Meet Xico, the Aztec cleric

I have a cleric that I will play as an NPC in some of the games my kids run through to help fill out a group since there are only my two kids and that's not enough PC's to make a decent game of it.

Xico (pronounced Chico) is short for "Xichotencotl", but most people just can't get it right.  He is a different kind of cleric.  He will only offer to heal other characters who he believes have gotten their wounds "honorably".

He is a pro with a mace or maul.  There are no problems he has with collecting souls for his deity, Quetzalcoatl, in "honorable" combat.

If he finds someone or something to be entirely devoid of honor, he will seriously consider offering that person or creature up as a sacrificial victim, "old style", to his deity.

Xico is a lot of fun to play because he is very set in the way he sees many things.  He is very much a "black and white" kind of cleric in terms of what he interprets his deity demands and intentions as.

Here's a bit of his recent past...

The young warrior priest watched the thief from a distance.  the thin, lanky man was deft in his movements and the old vendor, being distracted by a quarrelsome customer didn't even register the thief had snagged several hundred of gold coins worth of jewelry... but Xico did.

This was a man of no honor at all.  He stole from others with no thought or  concern of how that would leave his victims.  Whether they might have plenty besides or if that was all they had to trade in and would starve or be homeless without them.

Xico walked directly in the direction of the thief, making no effort to hide the fact that a highly decorated and well known warrior-priest of the great god Queztalcoatl was drawing the crowds attention as he strode with great purpose toward the skinny thief who was also aware of the priest's approach but had nowhere to go with the crowd closing in around them.

Xico began to silently chant as he came near the thief and within moments, the thin man realized he simply could not move anymore, no matter how much he wanted to run quick as he could from the fast approaching priest.

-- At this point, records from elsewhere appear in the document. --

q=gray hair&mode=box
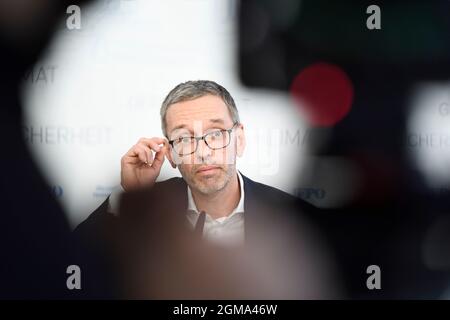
[160,80,240,137]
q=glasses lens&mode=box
[173,137,195,156]
[205,130,229,149]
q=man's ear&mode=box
[236,123,246,157]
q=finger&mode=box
[138,137,166,152]
[152,149,165,171]
[134,145,153,164]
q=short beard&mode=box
[179,164,236,195]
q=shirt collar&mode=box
[187,170,245,220]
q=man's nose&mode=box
[196,139,212,159]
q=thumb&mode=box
[152,149,165,172]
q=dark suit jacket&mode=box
[75,173,336,298]
[75,173,318,244]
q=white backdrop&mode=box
[23,0,338,226]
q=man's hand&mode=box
[121,137,169,191]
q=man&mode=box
[77,81,340,298]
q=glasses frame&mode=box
[169,122,239,157]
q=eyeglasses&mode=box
[169,122,238,156]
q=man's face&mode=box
[166,95,245,194]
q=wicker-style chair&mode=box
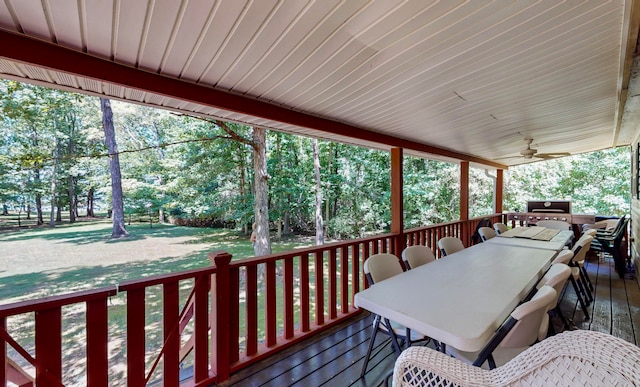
[402,245,436,269]
[393,330,640,387]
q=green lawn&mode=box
[0,220,309,304]
[0,220,313,386]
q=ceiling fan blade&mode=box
[533,152,571,160]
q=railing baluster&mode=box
[86,298,109,387]
[245,265,258,356]
[193,275,211,383]
[162,281,180,386]
[127,288,146,387]
[327,249,338,320]
[340,249,349,313]
[315,250,324,326]
[35,307,62,387]
[0,316,7,386]
[229,267,240,364]
[349,243,361,308]
[282,258,295,339]
[264,261,278,347]
[300,253,310,332]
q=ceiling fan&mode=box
[520,138,571,160]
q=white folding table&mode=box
[484,230,574,251]
[354,243,557,352]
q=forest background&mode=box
[0,80,630,250]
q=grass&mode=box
[0,220,312,385]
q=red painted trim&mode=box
[0,316,8,386]
[245,266,258,356]
[193,275,211,382]
[327,249,338,320]
[127,288,146,387]
[314,251,324,325]
[35,308,62,387]
[161,281,180,387]
[340,246,351,313]
[209,251,232,382]
[300,253,310,332]
[283,258,295,339]
[229,268,240,364]
[0,286,118,317]
[264,262,278,347]
[86,298,109,387]
[0,31,507,169]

Xico said in a loud voice for everyone nearby to hear clearly, "You are a dishonor to this world and you will not shame those who you live among and prey upon any longer."  With those words, his right hand rose up with a mean looking mace and bashed the thief in the side of his head.

The man fell to the ground, still immobile, and as Xico knelt beside him he brought out the long ceremonial dagger from his belt and before the pitiful thief could die, had stabbed in to his chest and quickly cut out and pulled forth his heart.

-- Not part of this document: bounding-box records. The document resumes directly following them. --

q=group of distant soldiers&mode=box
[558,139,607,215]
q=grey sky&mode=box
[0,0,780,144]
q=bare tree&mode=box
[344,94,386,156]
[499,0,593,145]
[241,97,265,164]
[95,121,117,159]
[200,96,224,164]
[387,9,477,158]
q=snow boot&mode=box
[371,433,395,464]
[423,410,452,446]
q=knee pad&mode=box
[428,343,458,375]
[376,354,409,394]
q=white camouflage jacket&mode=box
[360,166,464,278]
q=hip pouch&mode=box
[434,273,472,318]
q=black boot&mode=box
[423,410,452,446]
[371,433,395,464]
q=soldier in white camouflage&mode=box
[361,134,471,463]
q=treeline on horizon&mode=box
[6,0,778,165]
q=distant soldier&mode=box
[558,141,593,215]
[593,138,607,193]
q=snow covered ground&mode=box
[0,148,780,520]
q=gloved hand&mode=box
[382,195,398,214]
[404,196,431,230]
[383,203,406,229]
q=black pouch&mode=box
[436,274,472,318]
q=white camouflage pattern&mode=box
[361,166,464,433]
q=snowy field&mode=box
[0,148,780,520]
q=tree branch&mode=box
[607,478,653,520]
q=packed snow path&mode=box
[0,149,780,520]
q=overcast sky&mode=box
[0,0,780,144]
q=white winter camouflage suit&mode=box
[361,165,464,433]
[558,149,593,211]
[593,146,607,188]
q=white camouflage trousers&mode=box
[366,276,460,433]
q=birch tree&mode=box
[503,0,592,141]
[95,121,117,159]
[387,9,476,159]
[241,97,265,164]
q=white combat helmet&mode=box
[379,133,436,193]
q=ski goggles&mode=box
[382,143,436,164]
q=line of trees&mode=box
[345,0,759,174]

As the thief lay dead in the street, Xico chanted loudly in a strong voice a series of words that culminated in the fiery disappearance of the heart that had been thrust high into the air in his hand.

The crowd gasped silently but none would dare challenge a true warrior-priest of Quetzalcoatl and the crowd dispersed as quickly and quietly as they had formed,  leaving only the body of a dead thief and Xico walking away from the body, pausing only long enough to return the jewelry to the vendor and go on his way again in search of battle and honor for his god.

In his homeland, he and his brothers are the law of the land and none will dare contest their dominance.  On the road while on a quest or in pursuit of someone or something that must be returned, the great warrior-priests are only slightly less obvious in their actions and how they deal with others.

Many a Marshall or lawman of another land has tried to subdue or imprison these powerful priests but few ever succeed or manage to hold them for long as their god Quetzalcoatl is known to shower his most faithful and ambitious priests with favors.  Very few are more faithful or as ambitious in carrying out the ways of the god as Xico.